Что же, чем не занятие — шагать по тротуару, вдыхая бензин и стыдясь бедности! Тем более, что —
Вскоре по приезде из-за границы (в родительском доме стало ему совсем "не житье") Мандельштам зажил самостоятельно.
Мандельштам и самостоятельная жизнь!
Жил все-таки. Ценою долгих переговоров, сложных обменов готового белья на превосходящую его груду нестиранного, — из цепких, красных рук прачек вырывались ослепительные пестрые рубашки, которыми любил блистать Мандельштам. Каким-то чудом поддавались уговорам и непреклонные по природе мелкие портные и кроили в кредит, вздыхая и качая головами, крупно-клетчатые костюмы на его нелепую фигуру. Это и карманные деньги было самой сложной частью самостоятельного существования. Квартира и стол были делом пустяшным: симпатичные полковники в отставке и добродушные старые евреи, сдающие комнаты и не слишком притесняющие жильцов, в дореволюционные времена водились в Петербурге… Карманные деньги были нужны на табак и на черный кофе: для написания стихотворения в пять строф — Мандельштаму требовалось, в среднем, часов восемь, и в течение этого времени он уничтожал не менее пятидесяти папирос и полуфунта кофе.
Если денег окончательно нет — остается последний выход, утомительный, но верный. Броситься, как в пучину, под замороженную полость извозчика. — Пошел…
Заплатить нечем. Но ведь придется заплатить. Значит, кто-то, где-то заплатит. А уж, наверно, у того, кто заплатит извозчику, найдется трехрублевка и для седока…
Замороженный ванька плетется в "неизвестном направлении". Мелькают другие извозчики, знающие, куда ехать, с седоками, имеющими квартиры и текущие счета в банке. В витринах Елисеева мелькают тени ананасов и винных бутылок, призрак омара завивает во льду красный чешуйчатый хвост. На углу Конюшенной и Невского продаются плацкарты международных вагонов в Берлин, Париж, Италию… Раскрасневшиеся от мороза женщины кутаются в соболя; за стеклами цветочных магазинов — груды срезанных роз. — И все это так… кажущееся… Реально — пальто, подбитое ветром, комната, из которой выселяют, извозчик, за которого неизвестно кто заплатит, некрасивое лицо с багровеющими от холода ушами, обиды настоящие и выдуманные, — выдуманные часто больнее настоящих… И все то же, единственное жалкое утешение:
…Зачем пишут юмористику, — не понимаю. Ведь и так все смешно…

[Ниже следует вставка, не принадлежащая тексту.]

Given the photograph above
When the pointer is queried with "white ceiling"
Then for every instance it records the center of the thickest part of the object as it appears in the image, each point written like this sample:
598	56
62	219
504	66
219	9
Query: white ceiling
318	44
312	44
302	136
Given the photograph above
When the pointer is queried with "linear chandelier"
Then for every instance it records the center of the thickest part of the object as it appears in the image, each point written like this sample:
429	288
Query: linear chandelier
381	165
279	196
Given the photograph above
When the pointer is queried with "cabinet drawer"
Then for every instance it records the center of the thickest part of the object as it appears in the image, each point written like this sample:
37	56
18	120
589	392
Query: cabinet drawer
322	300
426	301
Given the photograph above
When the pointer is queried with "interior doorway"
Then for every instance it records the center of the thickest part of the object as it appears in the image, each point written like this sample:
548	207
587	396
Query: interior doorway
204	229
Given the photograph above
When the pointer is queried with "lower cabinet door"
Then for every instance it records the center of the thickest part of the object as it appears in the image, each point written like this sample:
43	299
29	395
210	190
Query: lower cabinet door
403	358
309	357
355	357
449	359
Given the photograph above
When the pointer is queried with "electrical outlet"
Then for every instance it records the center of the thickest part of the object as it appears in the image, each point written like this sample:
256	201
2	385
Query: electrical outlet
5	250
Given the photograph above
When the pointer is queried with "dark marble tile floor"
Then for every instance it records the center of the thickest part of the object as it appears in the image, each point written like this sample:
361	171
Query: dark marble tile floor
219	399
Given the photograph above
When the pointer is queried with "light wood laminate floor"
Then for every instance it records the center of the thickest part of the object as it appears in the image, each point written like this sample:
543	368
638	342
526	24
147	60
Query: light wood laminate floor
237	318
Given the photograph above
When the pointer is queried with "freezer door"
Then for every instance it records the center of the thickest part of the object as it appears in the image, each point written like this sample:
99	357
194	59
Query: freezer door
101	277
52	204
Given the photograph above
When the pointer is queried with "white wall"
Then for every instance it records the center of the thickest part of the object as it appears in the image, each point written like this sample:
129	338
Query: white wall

Раз Мандельштам должен был срочно ехать в Варшаву. Он был влюблен (разумеется, безнадежно). И от этой поездки зависела как-то (или ему казалось, что зависела) "вся его судьба". Было военное время, но он проявил небывалую энергию и выхлопотал все пропуски и разрешения. Но в хлопотах он забыл о «пустяшном» — деньгах на поездку.
Ему надо было — "непременно, или умереть", — быть в Варшаве к определенному сроку. И вот — нет денег. И полная абсолютная невозможность их достать. Я столкнулся с ним в дверях одной редакции, где "высоко ценили" его "прекрасное дарование", но аванса, конечно, не дали. Он сказал тогда:
— Я только теперь понял, что можно умереть на глазах у всех, и никто даже не обернется…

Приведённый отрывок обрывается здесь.